Los Angeles, CA–After businesses in Los Angeles were already impacted from closures due to the coronavirus pandemic, they are now being forced to limit their capacity to 20% or close completely. Businesses were already operating at 50% capacity after being allowed to re-open during the pandemic and restaurants were only able to provide outdoor dining within coronavirus protocol.
The news comes this week as L.A Mayor Eric Garcetti and California Governor Gavin Newsom signed new stay-at-home ordinances which will last “until further notice” but for at least three weeks. The goal is to curve large gatherings and minimize the amount of contact between L.A residents.
All public and private gatherings for any number of people from more than one household are prohibited, except for outdoor faith-based services and protest. This provision does not apply to gatherings of people who live within a single household or living unit.
Although a number of businesses will be allowed to remain open, food businesses can only offer delivery and to-go orders and all in-person dining has been banned.
The decisions are being made under the direction of L.A’s Department of Public Health, including Director Barbara Ferrer, as well consulting companies L.A County has paid nearly $2 million for public relations relating to the coronavirus.
“The county’s expenses now total $1.9 million, a nearly fivefold increase since April. Fraser’s contract states that it will be responsible for drafting press releases and talking points, as well as monitoring social media to gauge the public’s perception of how L.A. county is responding to the pandemic,” (Fox L.A).
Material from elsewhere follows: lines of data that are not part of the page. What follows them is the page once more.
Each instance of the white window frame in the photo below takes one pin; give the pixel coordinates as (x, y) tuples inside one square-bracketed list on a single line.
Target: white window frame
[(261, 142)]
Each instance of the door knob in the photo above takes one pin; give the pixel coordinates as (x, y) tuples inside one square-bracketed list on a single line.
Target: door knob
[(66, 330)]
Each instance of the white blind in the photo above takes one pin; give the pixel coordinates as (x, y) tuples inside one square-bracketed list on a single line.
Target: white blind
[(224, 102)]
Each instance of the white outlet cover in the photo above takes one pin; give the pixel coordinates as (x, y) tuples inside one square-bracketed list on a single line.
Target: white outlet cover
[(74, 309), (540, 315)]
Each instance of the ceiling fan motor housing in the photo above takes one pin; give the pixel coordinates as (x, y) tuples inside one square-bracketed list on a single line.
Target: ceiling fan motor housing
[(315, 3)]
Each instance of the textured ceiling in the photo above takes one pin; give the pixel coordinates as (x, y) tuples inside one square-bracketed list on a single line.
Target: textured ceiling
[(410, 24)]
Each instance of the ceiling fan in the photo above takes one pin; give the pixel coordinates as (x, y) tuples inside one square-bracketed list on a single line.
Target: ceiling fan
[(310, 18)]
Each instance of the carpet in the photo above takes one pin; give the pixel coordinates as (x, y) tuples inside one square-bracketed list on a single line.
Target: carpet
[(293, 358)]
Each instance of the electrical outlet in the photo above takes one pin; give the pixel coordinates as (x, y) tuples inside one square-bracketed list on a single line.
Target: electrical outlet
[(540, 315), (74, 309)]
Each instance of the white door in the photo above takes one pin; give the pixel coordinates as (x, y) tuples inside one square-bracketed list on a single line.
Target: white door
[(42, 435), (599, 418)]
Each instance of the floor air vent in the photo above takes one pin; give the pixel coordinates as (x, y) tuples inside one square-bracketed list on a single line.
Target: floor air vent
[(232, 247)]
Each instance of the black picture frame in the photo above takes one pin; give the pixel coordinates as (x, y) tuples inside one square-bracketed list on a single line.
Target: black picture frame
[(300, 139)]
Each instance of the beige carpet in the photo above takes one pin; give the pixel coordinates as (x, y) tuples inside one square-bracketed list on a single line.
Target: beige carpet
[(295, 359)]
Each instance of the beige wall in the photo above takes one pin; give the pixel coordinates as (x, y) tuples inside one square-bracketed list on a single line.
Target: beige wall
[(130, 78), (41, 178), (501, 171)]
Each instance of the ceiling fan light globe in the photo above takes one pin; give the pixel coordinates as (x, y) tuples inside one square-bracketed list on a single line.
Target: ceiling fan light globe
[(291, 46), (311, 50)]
Businesses across various sectors will be affected by these new closures while they continue to try and survive during the pandemic. Yelp reports that close to 98,000 businesses have closed in the U.S and that 60% of businesses will not survive these closures. In Los Angeles, active businesses declined by 22% with African-Americans representing 41% of closures, followed by immigrant businesses.
The following businesses will be forced to close as of Monday:
- Family entertainment centers for indoor operations only, including arcades and other amusement games, as well as miniature golf, batting cages, and go cart-racing
- Lounges and nightclubs
- Bars and craft distilleries
- Public entertainment venues including movie theaters, live performance theaters, concert venues, theme parks, and festivals
- All restaurants, but only for indoor and outdoor in-person onsite dining
- Playgrounds, except for playgrounds located within childcare centers or schools
- Museums, zoos and aquariums
- Hot tubs, steam rooms and saunas not located on a residential property;
- All public and private events and gatherings, unless specifically allowed.
In November, the California Restaurant Association filed a lawsuit against L.A County to curve the new closures. Although the Judge ruled against blocking these new restrictions, he ordered the Department of Health to provide the scientific data that is being used to support the closures.
“There is no evidence or study that outdoor dining specifically creates risk. There is deductive reasoning that if you’re dining and you don’t have a mask that this increases the chances of transmitting the virus… It’s a logical conclusion that any form of eating creates some sort of risk, but there is no study, no support or evidence showing there is an increase specifically related to dining,” the Judge stated in the ruling.
Restaurant owners in Long Beach also organized a protest against the new ordinances, calling attention to the money business owners invested in outdoor dining. These expenses range from tents as well as outside heaters for customers.
There are currently 400,000 coronavirus cases in L.A County as well as over 7,000 deaths. The rise in cases are threatening the number of available ICU beds which continues to alarm officials and health care workers.